Il faut dire qu’on était alors au mois de septembre1572, et que la nouvelle des massacres qui venaient d’ensanglanter la France, en se répandant partout, avait surexcité les haines religieuses et les passions politiques au lieu de les éteindre. Le contre-coup de ces sombres évènements s’était fait très vivement sentir dans les Flandres: bien que les Pays-Bas ne relevassent point à cette époque de la couronne française, la propagande réformiste n’y était pas moins active qu’ailleurs, et les antagonismes religieux s’y compliquaient de rivalités locales avivées et entretenues par les divers partis qui convoitaient la possession d’une si riche proie. Il y avait, notamment, la faction espagnole qui représentait le pouvoir légal et régulier, le comte de Flandre n’étant autre que S.M. Catholique; il y avait le parti du prince d’Orange, lequel tenait pour la religion réformée; il y avait aussi le parti français, peu regardant sur la question de doctrine, mais désireux avant tout de renouer la vieille tradition et de retourner à la suzeraineté du roi de France en décernant le comté de Flandre au duc d’Alençon; enfin, à Lille même, deux autres partis moins nombreux, mais tout aussi remuants, commençaient à se manifester: l’un, patronné par le Magistrat lui-même, prétendait tenir la ville et la châtellenie en dehors des luttes du moment, qui paralysaient le commerce, et en faire une sorte de territoire neutre; l’autre, celui des Malcontents, composé surtout de nobles irrités de ne plus avoir de sécurité dans leurs propres châteaux, ne parlait de rien moins que de tenir la campagne et de frapper indistinctement sur tous les assaillants.

Les choses étant ainsi, il n’y avait donc pas lieu de s’étonner si la ville, naguère paisible après le soleil couché, présentait sur certains points l’aspect tumultueux et vibrant qui est comme le prélude des guerres civiles.
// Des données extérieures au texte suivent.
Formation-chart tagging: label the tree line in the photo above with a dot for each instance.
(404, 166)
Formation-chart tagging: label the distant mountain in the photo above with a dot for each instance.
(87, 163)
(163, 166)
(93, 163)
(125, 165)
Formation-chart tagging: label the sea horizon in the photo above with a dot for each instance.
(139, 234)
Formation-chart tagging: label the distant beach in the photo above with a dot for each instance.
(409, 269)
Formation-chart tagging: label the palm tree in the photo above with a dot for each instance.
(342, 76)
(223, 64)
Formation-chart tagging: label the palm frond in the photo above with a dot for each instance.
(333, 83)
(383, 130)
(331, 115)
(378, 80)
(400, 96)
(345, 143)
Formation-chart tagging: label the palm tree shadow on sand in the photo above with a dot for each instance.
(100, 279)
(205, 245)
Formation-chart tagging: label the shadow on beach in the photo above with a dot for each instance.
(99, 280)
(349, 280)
La place Comines, sorte de carrefour interlope et biscornu où aboutissait un écheveau de ruelles borgnes, était l’un de ces endroits-là, par la raison qu’il était peu hanté par les sergents de la prévôté, qu’il était aussi facile à défendre que favorable à l’escapade, qu’il était enfin amplement pourvu de tavernes et de ribaudes.

On avait mené grand train, ce soir-là, au Roi de Castille, l’un des vide-pots préférés des mercenaires espagnols qui tenaient garnison dans le château au nom du roi Philippe. De loin on voyait les quatre petites fenêtres cintrées du cabaret flamboyer comme des étoiles jaunes dans l’obscurité de la nuit; et à mesure que l’on approchait, on distinguait derrière le réseau de plomb du vitrail les détails caractéristiques d’une orgie soldatesque, agrémentée de refrains bravaches et gaillards.

La vogue du Roi de Castille semblait avoir effarouché pour le moment ses concurrents, car les autres cabarets de l’endroit, hermétiquement clos, étaient déjà plongés dans le sommeil mélancolique des auberges sans clientèle; seule, une lanterne lointaine piquait d’une paillette rougeâtre la brume qui commençait à s’élever des canaux voisins: elle brûlait silencieusement au bout d’une potence de fer, au fond de la cour des Reigneaux, ruelle qui débouchait à côté de la taverne espagnole, et servait d’enseigne à un établissement bizarre, objet d’horreur pour les bourgeois paisibles, lieu fameux parmi les hommes de guerre, les jeunes gentilshommes, les miliciens convaincus, les coupe-jarrets, malandrins et truands de tout acabit: c’était la salle d’armes de Matapan, le plus illustre spadassin de toutes les Espagnes, que l’on considérait généralement comme un espion à demeure, envoyé de Madrid à Lille pour une foule de raisons étrangères à l’art de l’escrime.